La tempête exceptionnelle qu’a connue la région pose la question du bois-énergie comme débouché pour les arbres abattus.
La forêt landaise représente 60 % de toute la surface de la forêt française. Les dégâts sont donc considérables et il est encore trop tôt pour mesurer exactement l’étendue des dommages, mais selon les coopératives du Sud-Ouest, on peut chiffrer la superficie des pins atteints entre 200 000 à 300 000 hectares.

Le dernier sinistre de décembre 1999 avait jeté à terre près de 40 000 ha de la forêt champardennaise, soit 8 millions de m3 de bois.
Les exploitants vont donc se retrouver avec au moins 5 fois ce volume, soit au minimum 40 millions de m3 de bois à écouler.
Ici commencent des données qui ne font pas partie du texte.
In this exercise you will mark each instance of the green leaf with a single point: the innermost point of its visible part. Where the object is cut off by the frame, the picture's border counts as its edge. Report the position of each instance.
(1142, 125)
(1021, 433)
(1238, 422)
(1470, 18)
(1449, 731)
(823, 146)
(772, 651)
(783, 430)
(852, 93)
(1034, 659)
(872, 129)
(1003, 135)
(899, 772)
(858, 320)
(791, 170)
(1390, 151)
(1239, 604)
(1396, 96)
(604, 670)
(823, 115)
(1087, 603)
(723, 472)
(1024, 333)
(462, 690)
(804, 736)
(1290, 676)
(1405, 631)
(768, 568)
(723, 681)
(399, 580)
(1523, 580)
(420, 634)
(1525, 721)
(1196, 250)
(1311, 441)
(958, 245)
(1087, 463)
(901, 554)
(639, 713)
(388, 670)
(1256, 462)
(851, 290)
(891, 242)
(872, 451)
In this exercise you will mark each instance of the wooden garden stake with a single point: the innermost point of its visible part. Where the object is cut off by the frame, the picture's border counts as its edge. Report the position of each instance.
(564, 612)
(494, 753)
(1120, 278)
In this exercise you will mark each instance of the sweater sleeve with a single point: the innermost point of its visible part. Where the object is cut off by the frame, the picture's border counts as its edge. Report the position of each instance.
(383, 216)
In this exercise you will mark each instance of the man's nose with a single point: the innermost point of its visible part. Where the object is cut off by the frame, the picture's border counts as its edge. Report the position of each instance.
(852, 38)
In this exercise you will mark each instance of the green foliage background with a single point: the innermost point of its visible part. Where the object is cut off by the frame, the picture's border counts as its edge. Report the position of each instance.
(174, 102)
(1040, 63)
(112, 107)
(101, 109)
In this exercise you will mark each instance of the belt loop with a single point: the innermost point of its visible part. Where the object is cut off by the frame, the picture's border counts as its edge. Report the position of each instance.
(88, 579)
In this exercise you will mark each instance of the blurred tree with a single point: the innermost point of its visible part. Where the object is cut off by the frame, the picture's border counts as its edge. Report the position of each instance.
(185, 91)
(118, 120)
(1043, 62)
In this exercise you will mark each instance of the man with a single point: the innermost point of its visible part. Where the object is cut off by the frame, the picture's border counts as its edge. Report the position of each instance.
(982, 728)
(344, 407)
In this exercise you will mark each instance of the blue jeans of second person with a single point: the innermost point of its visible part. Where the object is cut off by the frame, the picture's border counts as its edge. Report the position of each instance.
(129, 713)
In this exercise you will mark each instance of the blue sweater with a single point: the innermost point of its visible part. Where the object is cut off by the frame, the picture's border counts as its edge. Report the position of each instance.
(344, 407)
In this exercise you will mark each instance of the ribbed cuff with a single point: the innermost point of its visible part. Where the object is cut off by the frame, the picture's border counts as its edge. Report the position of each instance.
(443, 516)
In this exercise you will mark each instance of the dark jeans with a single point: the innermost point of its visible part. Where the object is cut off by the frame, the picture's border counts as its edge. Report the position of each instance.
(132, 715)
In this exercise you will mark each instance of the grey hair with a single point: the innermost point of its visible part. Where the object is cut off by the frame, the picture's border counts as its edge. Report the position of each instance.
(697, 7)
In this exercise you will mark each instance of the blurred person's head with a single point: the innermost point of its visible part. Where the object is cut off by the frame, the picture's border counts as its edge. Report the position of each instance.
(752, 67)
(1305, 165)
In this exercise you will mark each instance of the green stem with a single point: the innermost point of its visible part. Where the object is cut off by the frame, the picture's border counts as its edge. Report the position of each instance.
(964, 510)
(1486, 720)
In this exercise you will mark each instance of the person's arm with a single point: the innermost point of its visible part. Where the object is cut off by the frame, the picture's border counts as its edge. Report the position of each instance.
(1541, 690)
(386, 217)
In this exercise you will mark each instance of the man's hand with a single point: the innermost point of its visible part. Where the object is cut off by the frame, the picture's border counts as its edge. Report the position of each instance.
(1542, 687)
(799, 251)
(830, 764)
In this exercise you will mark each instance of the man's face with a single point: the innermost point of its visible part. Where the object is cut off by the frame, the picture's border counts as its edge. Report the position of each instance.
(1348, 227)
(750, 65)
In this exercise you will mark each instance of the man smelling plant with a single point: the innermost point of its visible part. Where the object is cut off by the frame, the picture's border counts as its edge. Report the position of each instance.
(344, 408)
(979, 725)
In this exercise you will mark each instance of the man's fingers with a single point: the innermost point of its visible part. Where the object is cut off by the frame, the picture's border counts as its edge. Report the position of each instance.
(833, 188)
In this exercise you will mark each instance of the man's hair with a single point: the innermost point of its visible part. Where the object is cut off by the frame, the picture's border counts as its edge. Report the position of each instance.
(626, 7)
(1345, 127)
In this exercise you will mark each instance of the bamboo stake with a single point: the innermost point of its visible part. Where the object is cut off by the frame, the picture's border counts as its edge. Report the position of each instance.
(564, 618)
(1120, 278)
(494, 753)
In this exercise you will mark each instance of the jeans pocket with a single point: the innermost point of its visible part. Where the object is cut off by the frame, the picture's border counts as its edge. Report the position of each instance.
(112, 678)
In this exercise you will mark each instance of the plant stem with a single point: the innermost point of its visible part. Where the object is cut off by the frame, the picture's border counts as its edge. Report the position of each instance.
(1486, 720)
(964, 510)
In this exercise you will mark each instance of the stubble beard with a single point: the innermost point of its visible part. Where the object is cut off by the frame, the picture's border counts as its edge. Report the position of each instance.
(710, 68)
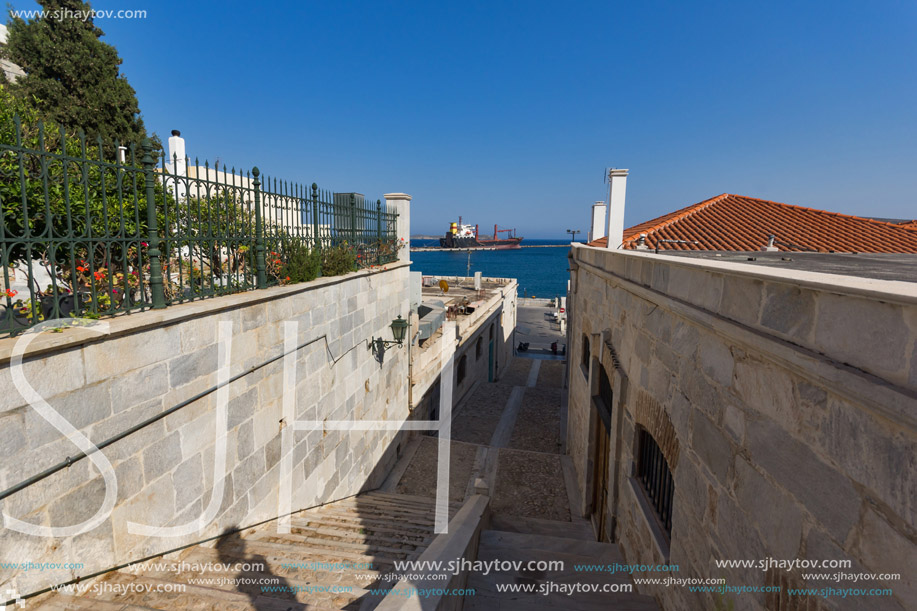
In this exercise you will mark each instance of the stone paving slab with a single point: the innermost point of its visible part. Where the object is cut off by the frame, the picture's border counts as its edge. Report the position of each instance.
(538, 424)
(478, 419)
(517, 374)
(420, 477)
(551, 374)
(530, 484)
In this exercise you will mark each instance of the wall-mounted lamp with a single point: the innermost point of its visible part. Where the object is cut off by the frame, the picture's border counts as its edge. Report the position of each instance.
(399, 328)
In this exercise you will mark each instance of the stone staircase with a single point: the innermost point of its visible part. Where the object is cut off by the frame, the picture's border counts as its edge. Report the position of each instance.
(375, 527)
(550, 541)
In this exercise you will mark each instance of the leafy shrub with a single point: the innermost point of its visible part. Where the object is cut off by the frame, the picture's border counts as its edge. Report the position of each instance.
(302, 263)
(338, 260)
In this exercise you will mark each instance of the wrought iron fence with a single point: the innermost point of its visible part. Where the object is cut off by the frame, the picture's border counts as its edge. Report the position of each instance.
(95, 230)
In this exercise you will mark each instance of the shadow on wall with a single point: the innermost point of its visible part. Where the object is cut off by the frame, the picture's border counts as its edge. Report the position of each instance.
(255, 578)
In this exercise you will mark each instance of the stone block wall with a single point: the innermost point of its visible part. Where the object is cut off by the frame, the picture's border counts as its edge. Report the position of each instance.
(786, 403)
(148, 362)
(493, 320)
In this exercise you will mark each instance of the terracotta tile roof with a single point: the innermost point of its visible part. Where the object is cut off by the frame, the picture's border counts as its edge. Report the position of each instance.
(738, 223)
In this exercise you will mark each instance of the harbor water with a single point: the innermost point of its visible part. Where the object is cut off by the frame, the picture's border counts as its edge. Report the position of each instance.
(541, 272)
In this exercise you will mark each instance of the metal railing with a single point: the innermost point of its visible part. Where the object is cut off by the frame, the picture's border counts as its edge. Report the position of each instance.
(95, 230)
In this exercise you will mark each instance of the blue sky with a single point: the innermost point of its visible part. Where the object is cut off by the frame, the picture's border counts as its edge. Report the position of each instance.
(509, 112)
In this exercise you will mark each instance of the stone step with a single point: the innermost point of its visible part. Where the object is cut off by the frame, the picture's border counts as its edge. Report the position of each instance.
(391, 499)
(357, 515)
(569, 574)
(286, 567)
(535, 526)
(304, 553)
(493, 542)
(613, 602)
(363, 535)
(65, 602)
(357, 520)
(326, 543)
(217, 598)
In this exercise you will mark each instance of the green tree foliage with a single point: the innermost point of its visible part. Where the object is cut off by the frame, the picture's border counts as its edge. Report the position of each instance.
(72, 77)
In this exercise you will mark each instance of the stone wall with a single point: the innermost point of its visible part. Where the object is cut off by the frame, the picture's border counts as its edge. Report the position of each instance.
(151, 361)
(494, 320)
(786, 404)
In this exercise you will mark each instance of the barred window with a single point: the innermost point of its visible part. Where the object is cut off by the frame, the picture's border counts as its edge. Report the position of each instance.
(606, 390)
(656, 479)
(586, 355)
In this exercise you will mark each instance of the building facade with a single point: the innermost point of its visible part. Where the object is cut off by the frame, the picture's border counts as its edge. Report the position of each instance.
(724, 411)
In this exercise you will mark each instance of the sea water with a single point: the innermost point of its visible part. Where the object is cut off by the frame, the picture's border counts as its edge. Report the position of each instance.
(541, 272)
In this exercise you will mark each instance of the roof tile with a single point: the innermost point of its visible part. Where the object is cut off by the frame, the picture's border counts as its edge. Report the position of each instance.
(738, 223)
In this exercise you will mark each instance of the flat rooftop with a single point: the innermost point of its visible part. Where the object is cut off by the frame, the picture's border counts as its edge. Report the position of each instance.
(461, 290)
(900, 267)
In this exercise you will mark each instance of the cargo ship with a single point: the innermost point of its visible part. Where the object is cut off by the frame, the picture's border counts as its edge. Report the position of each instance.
(466, 236)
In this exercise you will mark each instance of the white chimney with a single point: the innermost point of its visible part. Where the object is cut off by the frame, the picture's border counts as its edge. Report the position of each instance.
(617, 187)
(176, 163)
(597, 227)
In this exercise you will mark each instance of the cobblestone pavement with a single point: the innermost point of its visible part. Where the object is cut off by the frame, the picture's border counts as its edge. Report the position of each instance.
(419, 478)
(526, 477)
(517, 373)
(538, 424)
(551, 374)
(476, 421)
(531, 485)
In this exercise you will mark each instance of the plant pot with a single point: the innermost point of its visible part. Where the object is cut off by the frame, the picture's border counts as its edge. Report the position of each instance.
(65, 305)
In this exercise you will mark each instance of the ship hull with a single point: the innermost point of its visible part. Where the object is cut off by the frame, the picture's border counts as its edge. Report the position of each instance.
(450, 241)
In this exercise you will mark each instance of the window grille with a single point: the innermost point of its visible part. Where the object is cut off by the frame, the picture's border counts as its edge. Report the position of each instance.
(656, 479)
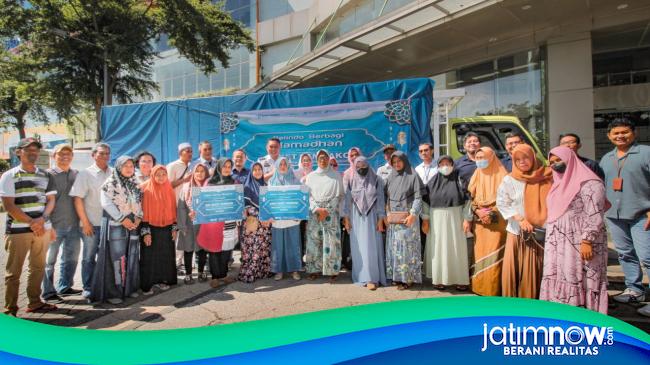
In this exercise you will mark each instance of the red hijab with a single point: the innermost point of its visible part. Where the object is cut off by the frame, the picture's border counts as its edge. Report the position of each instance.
(158, 201)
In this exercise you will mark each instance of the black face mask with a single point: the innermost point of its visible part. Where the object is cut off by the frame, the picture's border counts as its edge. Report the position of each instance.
(559, 167)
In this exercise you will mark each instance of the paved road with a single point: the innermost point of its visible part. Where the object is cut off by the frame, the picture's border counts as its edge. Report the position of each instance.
(199, 305)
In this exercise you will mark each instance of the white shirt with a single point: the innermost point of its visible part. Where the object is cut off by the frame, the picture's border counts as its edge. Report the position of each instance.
(426, 172)
(268, 164)
(175, 170)
(384, 171)
(510, 201)
(88, 186)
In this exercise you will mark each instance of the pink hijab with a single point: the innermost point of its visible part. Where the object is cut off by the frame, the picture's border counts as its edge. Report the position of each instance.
(566, 185)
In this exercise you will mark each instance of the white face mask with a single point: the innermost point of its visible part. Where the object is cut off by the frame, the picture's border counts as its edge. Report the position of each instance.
(446, 170)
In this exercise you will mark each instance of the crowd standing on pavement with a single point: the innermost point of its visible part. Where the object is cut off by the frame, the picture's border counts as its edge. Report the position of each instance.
(539, 229)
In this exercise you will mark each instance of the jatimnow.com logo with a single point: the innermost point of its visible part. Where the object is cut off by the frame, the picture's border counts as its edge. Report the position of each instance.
(547, 340)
Mais les débouchés concernant les résineux du Sud Ouest, comme matériau de construction sont moins évidents que lors de la tempête de 1999. Ce marché, notamment du fait de la crise immobilière qui sévit en Espagne, n’est pas en très grande forme.
On peut donc estimer que les particuliers vont profiter d’un bois moins cher. Pour toutes les formes que peut prendre aujourd’hui le bois énergie, que ce soit en bûchettes, en granulés ou briquettes.
Si un stère de bûches coûte de 50 à 80 €, le prix dépend aussi du type de bois, de ses essences et du degré d’humidité.
Autant de critères qui seront à prendre en compte lors de l’arrivée du bois landais sur le marché.